Update Potash of Saskatchewan (POT)
Potash of Saskatchewan (POT) has been telling investors for more than a month that it believes that demand is picking up and that prices for potash fertilizer would start to climb in the first quarter of 2010.
I guess the company really meant it.
Yesterday, March 11, after the close of trading Potash raised earnings guidance for the first quarter to a range of $1.30 to $1.50 a share. That is a huge leap from prior guidance of 70 cents to $1 a share set only on January 28. The Wall Street consensus had been for earnings of 94 cents a share. The company said it would make any revisions to guidance for the full year when it reported first quarter earnings on April 29.

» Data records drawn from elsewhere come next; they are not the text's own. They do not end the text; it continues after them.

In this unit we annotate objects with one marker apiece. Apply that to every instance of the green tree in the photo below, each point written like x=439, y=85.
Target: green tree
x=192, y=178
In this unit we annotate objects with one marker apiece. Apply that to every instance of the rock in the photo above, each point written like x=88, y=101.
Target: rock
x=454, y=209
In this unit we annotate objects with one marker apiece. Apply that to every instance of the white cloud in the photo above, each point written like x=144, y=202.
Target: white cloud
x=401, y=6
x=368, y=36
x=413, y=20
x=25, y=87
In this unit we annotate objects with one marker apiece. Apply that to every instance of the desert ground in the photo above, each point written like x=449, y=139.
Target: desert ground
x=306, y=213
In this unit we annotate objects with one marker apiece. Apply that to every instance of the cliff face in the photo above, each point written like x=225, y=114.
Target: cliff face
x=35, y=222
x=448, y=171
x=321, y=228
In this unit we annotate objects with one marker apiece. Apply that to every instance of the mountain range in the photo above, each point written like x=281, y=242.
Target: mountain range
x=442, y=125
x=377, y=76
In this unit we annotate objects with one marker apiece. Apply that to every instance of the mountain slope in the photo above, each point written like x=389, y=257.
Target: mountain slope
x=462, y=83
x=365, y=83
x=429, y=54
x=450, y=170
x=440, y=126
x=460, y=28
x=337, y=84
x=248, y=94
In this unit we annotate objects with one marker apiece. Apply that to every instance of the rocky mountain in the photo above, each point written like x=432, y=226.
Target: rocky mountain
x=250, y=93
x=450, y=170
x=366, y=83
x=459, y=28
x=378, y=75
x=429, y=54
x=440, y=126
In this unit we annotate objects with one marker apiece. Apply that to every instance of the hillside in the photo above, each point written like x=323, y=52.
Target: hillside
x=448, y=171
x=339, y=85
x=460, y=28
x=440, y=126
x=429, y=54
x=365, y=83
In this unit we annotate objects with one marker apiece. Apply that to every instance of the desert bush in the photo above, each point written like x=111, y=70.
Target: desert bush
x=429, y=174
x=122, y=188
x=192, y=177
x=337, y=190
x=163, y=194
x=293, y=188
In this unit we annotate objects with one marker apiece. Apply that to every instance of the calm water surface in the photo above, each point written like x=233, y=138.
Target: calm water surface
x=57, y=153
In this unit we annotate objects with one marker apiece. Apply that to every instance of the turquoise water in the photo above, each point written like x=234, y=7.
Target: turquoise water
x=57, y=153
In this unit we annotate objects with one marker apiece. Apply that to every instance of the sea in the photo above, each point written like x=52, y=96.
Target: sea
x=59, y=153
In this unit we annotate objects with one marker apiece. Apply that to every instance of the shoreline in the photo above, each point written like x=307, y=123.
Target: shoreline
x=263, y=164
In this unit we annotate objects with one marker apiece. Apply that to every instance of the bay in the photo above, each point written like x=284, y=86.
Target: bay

The increase in guidance follows hard on the heels of news from Canpotex, the export arm of Canada’s fertilizer producers, that it was increasing export prices for potash. The price increase, effective immediately on all new sales, took prices to $415 a ton for standard and $430 a ton for granular grade.
In the January 28 guidance that accompanied fourth quarter earnings, the company had projected potash prices of just $365 a ton for 2010. At the time I called first quarter 2010 guidance laughably low. “The numbers don’t make a whole lot of sense except as a reaction by the company to seeing its guidance get smashed to the downside in quarter after quarter,” I wrote.